L’intervento transcranico (decompressione microvascolare) è particolarmente indicato per le persone giovani che vogliono una maggiore probabilità di guarigione. Nelle persone più anziane è da valutare caso per caso l’immediatezza e la scarsa pericolosità dell’intervento percutaneo, contro la maggiore pericolosità dell’intervento transcranico. Per quanto riguarda il palloncino o la radiofrequenza, è probabile un’alterazione della sensibilità facciale, generalmente “accettabile”. Tale alterazione della sensibilità facciale è meno probabile col glicerolo. Anche per l’intervento transcranico talora residua un’alterazione della sensibilità facciale, quasi sempre espressione di un danno intrinseco e consolidato del nervo.
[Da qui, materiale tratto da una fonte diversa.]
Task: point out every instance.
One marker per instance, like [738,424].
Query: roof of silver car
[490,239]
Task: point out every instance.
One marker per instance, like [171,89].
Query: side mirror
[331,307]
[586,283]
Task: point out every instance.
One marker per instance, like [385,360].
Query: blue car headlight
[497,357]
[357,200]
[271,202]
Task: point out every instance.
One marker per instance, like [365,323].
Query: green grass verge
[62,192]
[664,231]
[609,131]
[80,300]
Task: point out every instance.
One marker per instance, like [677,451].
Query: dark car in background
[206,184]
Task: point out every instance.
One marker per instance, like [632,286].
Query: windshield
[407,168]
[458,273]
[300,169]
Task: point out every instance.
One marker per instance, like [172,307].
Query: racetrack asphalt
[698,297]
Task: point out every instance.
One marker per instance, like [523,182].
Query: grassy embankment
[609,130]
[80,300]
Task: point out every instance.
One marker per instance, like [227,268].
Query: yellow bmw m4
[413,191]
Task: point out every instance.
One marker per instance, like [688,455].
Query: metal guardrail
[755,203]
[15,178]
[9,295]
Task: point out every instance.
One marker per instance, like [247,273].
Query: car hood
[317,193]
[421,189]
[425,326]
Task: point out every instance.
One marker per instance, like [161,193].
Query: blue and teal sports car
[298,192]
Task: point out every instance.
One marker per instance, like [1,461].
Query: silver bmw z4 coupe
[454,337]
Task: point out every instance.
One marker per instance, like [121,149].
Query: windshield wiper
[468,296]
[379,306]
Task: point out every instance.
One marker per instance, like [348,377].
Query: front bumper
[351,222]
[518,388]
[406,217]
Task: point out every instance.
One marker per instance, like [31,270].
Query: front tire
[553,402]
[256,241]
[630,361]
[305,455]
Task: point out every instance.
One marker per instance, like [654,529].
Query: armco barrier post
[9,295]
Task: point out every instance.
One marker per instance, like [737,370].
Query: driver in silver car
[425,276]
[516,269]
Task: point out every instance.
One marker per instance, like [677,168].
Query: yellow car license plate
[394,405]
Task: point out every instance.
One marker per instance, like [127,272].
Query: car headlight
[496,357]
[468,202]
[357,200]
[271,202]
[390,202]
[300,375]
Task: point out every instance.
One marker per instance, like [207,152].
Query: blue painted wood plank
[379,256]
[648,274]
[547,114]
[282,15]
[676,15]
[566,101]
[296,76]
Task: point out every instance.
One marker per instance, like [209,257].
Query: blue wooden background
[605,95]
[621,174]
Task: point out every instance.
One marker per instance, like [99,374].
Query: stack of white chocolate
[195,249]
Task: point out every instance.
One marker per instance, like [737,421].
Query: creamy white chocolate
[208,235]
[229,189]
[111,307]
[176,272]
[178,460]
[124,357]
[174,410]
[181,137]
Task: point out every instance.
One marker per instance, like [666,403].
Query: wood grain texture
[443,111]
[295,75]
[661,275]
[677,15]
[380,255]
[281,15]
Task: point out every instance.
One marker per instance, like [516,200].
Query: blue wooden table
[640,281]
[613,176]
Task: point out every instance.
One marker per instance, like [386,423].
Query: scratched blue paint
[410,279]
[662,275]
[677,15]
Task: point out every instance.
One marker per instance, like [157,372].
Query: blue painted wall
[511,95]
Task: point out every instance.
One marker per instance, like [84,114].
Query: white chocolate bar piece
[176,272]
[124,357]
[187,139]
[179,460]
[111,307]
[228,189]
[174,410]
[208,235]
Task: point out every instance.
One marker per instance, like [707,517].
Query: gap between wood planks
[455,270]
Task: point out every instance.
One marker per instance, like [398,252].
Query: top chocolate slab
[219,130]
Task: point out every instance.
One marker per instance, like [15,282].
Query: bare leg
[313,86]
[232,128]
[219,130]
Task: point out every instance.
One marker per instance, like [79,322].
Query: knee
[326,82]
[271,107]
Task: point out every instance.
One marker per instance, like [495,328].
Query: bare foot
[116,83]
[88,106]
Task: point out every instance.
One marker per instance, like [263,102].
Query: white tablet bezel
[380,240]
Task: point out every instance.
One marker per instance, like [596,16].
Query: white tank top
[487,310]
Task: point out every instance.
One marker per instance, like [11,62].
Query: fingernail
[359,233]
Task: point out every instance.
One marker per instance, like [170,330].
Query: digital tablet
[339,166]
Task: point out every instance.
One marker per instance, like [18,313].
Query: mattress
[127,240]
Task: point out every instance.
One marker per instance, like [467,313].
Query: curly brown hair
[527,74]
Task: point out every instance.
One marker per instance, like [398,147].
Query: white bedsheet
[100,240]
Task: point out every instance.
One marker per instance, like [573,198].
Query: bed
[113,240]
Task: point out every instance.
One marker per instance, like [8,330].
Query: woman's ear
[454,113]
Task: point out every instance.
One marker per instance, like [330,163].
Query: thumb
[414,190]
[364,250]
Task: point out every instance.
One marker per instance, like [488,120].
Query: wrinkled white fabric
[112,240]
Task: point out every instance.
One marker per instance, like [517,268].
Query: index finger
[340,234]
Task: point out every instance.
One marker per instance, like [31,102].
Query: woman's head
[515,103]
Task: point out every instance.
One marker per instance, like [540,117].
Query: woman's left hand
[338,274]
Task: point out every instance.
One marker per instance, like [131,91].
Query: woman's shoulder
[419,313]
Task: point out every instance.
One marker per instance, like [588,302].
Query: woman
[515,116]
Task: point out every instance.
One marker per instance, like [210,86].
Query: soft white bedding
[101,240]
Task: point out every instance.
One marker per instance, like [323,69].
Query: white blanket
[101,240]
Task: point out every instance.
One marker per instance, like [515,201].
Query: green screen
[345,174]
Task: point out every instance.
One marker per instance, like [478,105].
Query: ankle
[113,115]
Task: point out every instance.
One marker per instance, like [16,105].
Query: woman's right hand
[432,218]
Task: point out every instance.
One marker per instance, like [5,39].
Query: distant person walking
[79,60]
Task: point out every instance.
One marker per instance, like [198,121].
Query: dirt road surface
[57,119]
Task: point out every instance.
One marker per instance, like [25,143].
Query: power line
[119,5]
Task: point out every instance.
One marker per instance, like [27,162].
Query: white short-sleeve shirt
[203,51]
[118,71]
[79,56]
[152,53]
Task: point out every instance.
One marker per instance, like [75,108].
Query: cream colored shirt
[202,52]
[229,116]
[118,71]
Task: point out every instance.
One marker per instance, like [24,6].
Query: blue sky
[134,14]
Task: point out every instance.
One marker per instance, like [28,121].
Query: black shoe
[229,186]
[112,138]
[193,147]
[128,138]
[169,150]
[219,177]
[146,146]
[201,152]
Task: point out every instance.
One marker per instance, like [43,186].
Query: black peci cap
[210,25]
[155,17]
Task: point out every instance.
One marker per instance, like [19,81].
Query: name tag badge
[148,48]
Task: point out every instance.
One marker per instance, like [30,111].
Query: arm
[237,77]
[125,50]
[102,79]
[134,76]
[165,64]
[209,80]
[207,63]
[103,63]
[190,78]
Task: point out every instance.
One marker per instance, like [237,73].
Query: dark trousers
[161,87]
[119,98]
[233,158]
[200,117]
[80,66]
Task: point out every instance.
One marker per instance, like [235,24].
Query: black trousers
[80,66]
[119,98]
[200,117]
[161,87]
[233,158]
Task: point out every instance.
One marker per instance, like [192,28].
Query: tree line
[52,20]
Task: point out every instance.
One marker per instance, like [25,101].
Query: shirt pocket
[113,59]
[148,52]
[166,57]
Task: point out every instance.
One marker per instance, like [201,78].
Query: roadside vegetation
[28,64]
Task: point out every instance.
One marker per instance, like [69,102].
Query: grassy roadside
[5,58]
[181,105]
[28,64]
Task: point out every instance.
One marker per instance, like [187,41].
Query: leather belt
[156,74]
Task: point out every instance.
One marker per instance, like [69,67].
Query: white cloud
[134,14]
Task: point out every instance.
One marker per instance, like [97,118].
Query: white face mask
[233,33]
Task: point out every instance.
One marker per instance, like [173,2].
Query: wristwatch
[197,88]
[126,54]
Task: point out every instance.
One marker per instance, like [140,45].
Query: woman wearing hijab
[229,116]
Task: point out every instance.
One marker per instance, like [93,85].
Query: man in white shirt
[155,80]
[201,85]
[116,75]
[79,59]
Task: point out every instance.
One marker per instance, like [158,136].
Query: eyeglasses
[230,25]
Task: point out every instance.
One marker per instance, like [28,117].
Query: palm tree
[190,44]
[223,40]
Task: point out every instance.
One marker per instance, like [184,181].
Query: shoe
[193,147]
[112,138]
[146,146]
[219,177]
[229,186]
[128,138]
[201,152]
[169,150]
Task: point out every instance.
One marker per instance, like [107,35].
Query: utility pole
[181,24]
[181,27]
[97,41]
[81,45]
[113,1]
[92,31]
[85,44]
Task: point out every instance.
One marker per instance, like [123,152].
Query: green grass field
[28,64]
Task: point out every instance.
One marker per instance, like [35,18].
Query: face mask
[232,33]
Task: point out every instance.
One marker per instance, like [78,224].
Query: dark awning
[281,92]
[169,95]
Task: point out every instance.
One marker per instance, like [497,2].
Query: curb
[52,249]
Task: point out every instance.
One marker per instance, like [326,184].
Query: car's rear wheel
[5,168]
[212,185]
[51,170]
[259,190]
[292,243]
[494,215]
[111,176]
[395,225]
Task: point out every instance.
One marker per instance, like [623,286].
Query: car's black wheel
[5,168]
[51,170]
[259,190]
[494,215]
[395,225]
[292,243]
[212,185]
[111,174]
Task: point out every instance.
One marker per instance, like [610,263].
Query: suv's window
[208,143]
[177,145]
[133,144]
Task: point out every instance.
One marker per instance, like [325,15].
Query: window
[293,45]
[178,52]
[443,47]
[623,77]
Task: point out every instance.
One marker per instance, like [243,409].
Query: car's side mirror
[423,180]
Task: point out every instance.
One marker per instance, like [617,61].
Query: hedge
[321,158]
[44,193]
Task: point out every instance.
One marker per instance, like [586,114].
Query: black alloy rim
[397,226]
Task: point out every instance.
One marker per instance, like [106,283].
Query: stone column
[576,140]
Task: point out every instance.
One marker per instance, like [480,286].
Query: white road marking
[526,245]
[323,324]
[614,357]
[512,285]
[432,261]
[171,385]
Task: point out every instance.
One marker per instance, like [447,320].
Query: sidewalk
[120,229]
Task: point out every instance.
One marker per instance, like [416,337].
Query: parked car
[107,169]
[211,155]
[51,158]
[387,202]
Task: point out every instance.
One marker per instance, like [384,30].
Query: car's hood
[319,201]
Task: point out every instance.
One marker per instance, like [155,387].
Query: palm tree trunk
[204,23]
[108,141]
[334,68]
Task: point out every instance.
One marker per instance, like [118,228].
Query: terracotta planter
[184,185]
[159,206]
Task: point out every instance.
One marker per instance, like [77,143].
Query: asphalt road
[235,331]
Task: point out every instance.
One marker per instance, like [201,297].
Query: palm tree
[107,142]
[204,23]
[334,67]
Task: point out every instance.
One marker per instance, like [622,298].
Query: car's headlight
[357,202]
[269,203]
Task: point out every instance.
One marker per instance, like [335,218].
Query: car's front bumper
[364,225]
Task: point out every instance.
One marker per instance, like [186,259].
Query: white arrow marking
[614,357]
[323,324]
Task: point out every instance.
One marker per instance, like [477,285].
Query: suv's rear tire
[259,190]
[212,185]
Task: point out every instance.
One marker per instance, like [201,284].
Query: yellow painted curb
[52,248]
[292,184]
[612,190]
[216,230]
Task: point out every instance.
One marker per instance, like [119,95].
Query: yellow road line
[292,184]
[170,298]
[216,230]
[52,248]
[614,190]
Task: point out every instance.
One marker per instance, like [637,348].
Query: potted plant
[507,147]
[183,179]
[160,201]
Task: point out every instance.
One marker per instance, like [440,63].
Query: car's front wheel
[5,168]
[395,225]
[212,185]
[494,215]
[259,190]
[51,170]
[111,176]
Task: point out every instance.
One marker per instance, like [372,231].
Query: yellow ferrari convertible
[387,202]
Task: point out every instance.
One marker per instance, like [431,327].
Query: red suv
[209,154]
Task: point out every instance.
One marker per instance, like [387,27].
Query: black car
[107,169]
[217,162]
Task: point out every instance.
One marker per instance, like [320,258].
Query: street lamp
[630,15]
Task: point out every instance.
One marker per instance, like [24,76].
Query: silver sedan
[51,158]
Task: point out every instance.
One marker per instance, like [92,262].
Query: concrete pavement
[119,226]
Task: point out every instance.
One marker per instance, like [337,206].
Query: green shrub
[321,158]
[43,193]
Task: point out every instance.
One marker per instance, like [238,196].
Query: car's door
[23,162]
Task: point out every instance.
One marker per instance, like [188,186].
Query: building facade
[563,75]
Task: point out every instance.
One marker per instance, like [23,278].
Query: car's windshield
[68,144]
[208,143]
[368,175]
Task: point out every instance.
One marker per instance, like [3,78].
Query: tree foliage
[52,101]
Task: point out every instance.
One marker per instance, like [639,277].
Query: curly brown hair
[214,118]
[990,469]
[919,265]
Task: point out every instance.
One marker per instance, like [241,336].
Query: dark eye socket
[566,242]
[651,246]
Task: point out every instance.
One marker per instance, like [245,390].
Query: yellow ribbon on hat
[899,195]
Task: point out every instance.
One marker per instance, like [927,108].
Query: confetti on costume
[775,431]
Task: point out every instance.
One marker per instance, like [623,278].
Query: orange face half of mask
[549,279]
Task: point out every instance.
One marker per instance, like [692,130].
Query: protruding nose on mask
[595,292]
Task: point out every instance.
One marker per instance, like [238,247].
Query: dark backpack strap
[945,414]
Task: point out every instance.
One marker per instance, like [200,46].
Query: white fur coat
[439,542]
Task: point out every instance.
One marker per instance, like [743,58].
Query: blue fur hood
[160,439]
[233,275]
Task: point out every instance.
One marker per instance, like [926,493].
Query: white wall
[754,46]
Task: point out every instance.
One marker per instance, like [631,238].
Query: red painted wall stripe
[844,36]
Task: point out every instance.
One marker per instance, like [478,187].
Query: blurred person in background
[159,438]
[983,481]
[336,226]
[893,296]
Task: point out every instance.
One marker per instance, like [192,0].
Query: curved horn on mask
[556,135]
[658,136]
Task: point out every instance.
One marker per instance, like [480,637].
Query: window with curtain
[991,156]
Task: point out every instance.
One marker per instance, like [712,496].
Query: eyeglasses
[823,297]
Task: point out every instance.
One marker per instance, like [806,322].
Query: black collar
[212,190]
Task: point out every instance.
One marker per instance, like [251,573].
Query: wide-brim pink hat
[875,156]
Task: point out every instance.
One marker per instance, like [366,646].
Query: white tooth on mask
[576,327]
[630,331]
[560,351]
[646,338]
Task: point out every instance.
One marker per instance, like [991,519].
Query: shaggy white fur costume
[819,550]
I risultati e le complicanze
I risultati della decompressione vascolare nella nevralgia trigeminale sono eccellenti con la scomparsa immediata del dolore nella maggioranza dei pazienti. A cinque anni, di 100 pazienti che hanno fatto l’intervento transcranico, 75 o più stanno ancora bene senza medicine ed il risultato si manterrà quasi sempre per tutta la durata della vita.
Le complicanze dell’intervento transcranico di decompressione microvascolare includono emorragie, deficit dell’udito dal lato chirurgico (1%), fistole (3-7 %) e infezioni. La mortalità è dello 0,3%, un rischio estremo che riguarda in genere tutte le procedure intracraniche. In termini assoluti tuttavia si può concludere che la percentuale di complicazioni è piuttosto bassa e quindi accettabile per chi soffre di dolore intrattabile o mal controllato dalla terapia medica, anch’essa con i suoi insidiosi effetti collaterali. In definitiva, l’intervento conviene, perché mette fine quasi sempre a sofferenze tormentose e devastanti per la vita di relazione.
Interventi alternativi
Questo tipo di intervento non è però indicato nelle persone anziane, oltre i 70 (a meno che non siano in buona salute) o negli ottantenni. Non è neanche indicato nelle persone ammalate di sclerosi multipla o comunque fragili. Altri optano per interventi meno invasivi e quindi considerano un intervento alternativo.